Mentre quindi nell’Inferno non c’è possibilità di redimersi e di cambiare cerchio, nel Purgatorio il
penitente è destinato a raggiungere l’Empireo proprio espiando le proprie colpe. Questo è dovuto alle
leggi che governano i due regni: l’Inferno è basato sulla giustizia, che divide le colpe in categorie, il
Purgatorio sull’amore, precisamente verso Dio.

Si può notare che i peccati presenti nei due regni sono più o meno gli stessi. La differenza risiede
nell’intenzione: quando li si compie per amore (così come accade per Catone), attraverso il
pentimento, l’uomo prende coscienza dei propri peccati, assicurandosi così la salvezza.

Possiedono un ordinamento delle colpe opposto: le cornici del Purgatorio sono in ordine decrescente
(dalla più grave alla meno grave), i cerchi dell’Inferno in ordine crescente (dalla meno grave alla più
grave). Più precisamente l’ordine del regno intermedio è dovuto al ruolo dell’amore, che può avere
uno scopo sbagliato, essere poco vigoroso oppure eccessivo.
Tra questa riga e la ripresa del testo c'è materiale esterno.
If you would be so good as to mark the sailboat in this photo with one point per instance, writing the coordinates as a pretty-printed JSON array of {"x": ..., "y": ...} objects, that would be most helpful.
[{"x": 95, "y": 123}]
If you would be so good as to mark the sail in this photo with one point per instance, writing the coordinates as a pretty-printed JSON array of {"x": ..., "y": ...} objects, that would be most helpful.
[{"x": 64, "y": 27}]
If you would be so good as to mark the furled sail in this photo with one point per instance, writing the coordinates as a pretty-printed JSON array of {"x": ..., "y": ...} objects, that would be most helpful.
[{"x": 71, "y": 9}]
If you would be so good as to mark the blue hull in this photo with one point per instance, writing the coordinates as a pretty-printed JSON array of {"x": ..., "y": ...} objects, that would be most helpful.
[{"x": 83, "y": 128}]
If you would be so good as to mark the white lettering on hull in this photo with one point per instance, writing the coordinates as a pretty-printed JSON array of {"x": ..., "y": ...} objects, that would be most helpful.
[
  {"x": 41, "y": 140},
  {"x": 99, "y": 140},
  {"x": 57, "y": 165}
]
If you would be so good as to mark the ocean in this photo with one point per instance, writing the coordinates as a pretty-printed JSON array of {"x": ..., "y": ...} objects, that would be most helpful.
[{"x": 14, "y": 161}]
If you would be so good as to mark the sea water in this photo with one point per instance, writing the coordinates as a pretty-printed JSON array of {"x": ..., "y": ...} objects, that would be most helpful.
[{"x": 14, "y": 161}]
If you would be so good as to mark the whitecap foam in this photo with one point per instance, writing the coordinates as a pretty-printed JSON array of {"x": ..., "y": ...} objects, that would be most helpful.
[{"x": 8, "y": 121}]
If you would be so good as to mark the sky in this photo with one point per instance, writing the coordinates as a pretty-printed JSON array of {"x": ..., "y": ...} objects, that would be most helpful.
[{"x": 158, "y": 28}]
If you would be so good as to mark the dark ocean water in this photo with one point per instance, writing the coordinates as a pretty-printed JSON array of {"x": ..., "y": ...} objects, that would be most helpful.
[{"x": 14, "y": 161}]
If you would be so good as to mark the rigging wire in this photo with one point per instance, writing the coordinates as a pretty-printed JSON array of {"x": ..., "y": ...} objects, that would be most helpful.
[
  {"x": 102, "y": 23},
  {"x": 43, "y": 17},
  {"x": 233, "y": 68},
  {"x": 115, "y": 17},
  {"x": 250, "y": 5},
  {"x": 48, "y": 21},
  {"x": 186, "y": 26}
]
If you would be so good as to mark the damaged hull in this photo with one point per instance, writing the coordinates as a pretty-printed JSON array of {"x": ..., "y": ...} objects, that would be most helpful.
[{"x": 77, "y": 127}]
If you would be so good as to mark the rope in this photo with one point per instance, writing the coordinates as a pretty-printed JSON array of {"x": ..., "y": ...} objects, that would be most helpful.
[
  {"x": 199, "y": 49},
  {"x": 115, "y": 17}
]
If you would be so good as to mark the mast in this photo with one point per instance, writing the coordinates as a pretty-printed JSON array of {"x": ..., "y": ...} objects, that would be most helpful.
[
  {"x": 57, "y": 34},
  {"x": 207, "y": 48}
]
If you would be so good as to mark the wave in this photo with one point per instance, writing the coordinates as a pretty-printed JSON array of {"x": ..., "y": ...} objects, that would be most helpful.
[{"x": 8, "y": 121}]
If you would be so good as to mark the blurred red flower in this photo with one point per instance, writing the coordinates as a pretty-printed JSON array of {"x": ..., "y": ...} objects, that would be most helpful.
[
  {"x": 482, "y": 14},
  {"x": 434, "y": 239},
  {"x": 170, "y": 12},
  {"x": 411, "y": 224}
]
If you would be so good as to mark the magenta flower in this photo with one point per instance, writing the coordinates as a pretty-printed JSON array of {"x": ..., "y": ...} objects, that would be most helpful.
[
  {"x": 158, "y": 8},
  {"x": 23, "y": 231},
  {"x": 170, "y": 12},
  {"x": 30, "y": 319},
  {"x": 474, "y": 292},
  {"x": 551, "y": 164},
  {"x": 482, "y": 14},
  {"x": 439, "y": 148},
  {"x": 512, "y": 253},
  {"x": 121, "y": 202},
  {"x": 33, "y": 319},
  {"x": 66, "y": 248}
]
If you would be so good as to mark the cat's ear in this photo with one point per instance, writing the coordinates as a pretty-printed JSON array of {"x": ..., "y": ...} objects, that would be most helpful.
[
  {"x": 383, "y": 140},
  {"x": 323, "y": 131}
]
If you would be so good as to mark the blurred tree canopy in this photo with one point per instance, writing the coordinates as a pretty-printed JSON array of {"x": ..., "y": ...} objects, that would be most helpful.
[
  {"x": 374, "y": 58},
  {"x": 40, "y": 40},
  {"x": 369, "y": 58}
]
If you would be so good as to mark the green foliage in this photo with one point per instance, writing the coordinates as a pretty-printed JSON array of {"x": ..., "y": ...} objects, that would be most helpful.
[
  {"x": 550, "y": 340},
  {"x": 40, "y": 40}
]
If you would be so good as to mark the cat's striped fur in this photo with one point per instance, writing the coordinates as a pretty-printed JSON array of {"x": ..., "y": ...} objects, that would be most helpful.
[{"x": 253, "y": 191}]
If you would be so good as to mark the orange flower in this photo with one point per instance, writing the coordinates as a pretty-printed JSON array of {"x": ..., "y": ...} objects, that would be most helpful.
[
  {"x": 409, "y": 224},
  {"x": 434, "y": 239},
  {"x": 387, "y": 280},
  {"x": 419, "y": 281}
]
Entrambi presentano dei luoghi di accoglienza delle anime, rappresentati dalle rive del fiume
Acheronte e da una spiaggia, e dei traghettatori, il demone Caronte e lo spirito Catone l’Uticense,
entrambi vecchi e custodi del proprio regno. Ciascuno di loro fa il suo ingresso in una propria
atmosfera. Caronte viene descritto come un demone infernale, con barba bianca e occhi rossi fuoco,
rivolgendosi a Dante con parole aspre e sbraitando contro tutte le anime che si accalcano sulla riva
del fiume aspettando di essere traghettati. Catone è invece un vecchio politico romano che si è
suicidato per amore della Patria e che ora trasporta i penitenti sulla spiaggia e li smista nelle cornici
(come Minosse nell’Inferno); ha capelli e barba bianchi, ondulati e morbidi e negli occhi riflette la
luce delle quattro stelle che risplendono nel cielo, simboli delle quattro virtù cardinali prudenza,
giustizia, temperanza e fortezza; il suo tono è cordiale e solenne, ispira rispetto, tanto che Dante si
inginocchia davanti a lui e non gli rivolge la parola, facendo parlare Virgilio. È l’alba della domenica
di Pasqua nell’emisfero australe e la spiaggia dolce col cielo color zaffiro danno vita all’orizzonte,
che dà subito sollievo all’umore del poeta che aveva appena vissuto una pesante avventura nei
meandri dell’Inferno.
Chiara Bellisario 4F 27/11/2020

Anche lo stile e il lessico da Dante utilizzato rispecchia le atmosfere diverse che si respirano: Caronte
viene definito “vecchio”, coerentemente al tono aspro utilizzato dal personaggio, Catone “veglio”, un
termine più dolce, e San Bernardo “sene”, utilizzando per lui un latinismo e un registro alto e più
dignitoso. Quest’ultimo si sostituirà a Virgilio nel ruolo di guida nel Paradiso, non potendo l’altro
entrarvi.

Oltre a questi particolari, in tutte e tre le cantiche si riscontrano differenze stilistiche e di registro,
proprio per rispettare quel simbolismo allegorico medievale che in quel tempo era in uso.

Dante viene invitato da Catone a lavarsi la faccia sporca di fuliggine rimasta dal viaggio e a cingersi
la fronte di una pianta di giunco, flessibile e piena di vita, simbolo di umiltà e resurrezione. Risulta
in contrapposizione con la selva dei suicidi in cui i dannati, per contrappasso, sono privati dei loro
corpi e trasformati in alberi che, se spezzati, non ricrescono.

Infatti mentre nell’Inferno esiste solo la morte, nel Purgatorio esiste solo la sofferenza che porta però
alla salvezza certa.

Il viaggio che Dante compie è un percorso di ascensione e, nonostante le differenze che si possono
incontrare, tutti e tre regni presentano degli elementi in comune.